A number of large institutions, especially colleges and universities, have in-house programs that do just that. These owner/operators are continuously constructing new buildings, adding to existing buildings, and renovating/updating other buildings. Their commissioning groups are full-time professionals in charge of defining commissioning for their organizations, enforcing standards, and facilitating the execution of all phases of commissioning projects.

What does an owner/operator need to consider when deciding between self-commissioning his or her projects and outsourcing the commissioning process management to an outside consultant? I believe there are three primary considerations:

  • Staff skill set;
  • Staff availability; and
  • Staff interest.


Acceptance Criteria Development — Does the owner/operator have in-house staff that is knowledgeable, confident, and capable enough to translate the owner’s expectations for a system’s performance into a clear and verifiable set of owner’s project requirements (OPR) for all systems to be commissioned? Preparing an OPR, arguably the first step in commissioning any project, requires a combination of skills. First, team facilitation and negotiation skills are needed to bring multiple owner factions together to agree on the acceptance criteria. It also involves deep technical expertise in order to convert layperson requirements into quantifiable and verifiable performance parameters. Finally, the commissioning staff needs to be comfortable with preparing and maintaining documentation, as the owner’s criteria is only valuable if it is written down and understood by the entire project team.

Technical Expertise — Beyond preparing the acceptance criteria, the owner’s commissioning team should have a full spectrum of technical expertise. This means a breadth that covers all of the different types of commissioned systems and a depth that spans design, installation, startup, controls, and operations. Clearly, this will almost never be found in a single person, so I use the term “team” very deliberately.

Testing Proficiency — The commissioning team needs members who are experienced and knowledgeable in designing and executing tests that are unambiguous and repeatable with clearly defined pass/fail criteria for each step. This comes with training (perhaps even going back to high school science lab experiments) and on-the-job opportunities to work with a mentor.

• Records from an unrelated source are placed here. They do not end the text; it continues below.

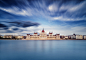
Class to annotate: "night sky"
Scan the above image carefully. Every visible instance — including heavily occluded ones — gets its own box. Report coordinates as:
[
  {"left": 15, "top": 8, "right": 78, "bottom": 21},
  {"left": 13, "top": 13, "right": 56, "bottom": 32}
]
[{"left": 0, "top": 0, "right": 86, "bottom": 35}]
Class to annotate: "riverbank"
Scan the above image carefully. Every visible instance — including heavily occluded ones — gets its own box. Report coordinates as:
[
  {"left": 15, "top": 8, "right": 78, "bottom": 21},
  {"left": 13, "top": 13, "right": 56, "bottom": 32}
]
[{"left": 0, "top": 39, "right": 86, "bottom": 40}]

Documentation — The documentation skill set cannot be over-emphasized. Design reviews, submittal reviews, site observations, and field testing are of little-to-no value if the project team is not made aware of the findings and the need for corrective action. The commissioning team must be comfortable writing, being concise but clear, and presenting findings in a format that is easy for the entire team to sort, track, update, and perform follow-up procedures. 

Tracking and Follow-Up — The owner needs at least one person on the commissioning team who is outgoing, friendly but firm, and endlessly persistent in encouraging the project team to address its assigned commissioning action items in a timely manner. In addition, someone (maybe the same person) will need to be empowered to work with the owner’s project management team when it comes to balancing the owner’s priorities of cost, schedule, and quality.


Commissioning a new construction project is not something the facilities staff can be expected to do in its spare time. Facilities staff who are part-time commissioning team members need to be available to support projects as their top priority. This means having enough other staff to back-fill their normal responsibilities when the commissioning team needs to attend meetings, review documents, or perform testing. The project team will not wait for the commissioning team (schedule is typically nonnegotiable), so the commissioning team needs to accommodate the project schedule and all its erratic twists and turns.


Commissioning team members need to have a passion for their work. Some people love it, some people hate it, and everyone else doesn’t really care. Perhaps not everyone the owner assigns to the commissioning team needs to love it, but the leader must. The more team members that care, the easier the leader’s job will be and the more successful the self-commissioning program will be.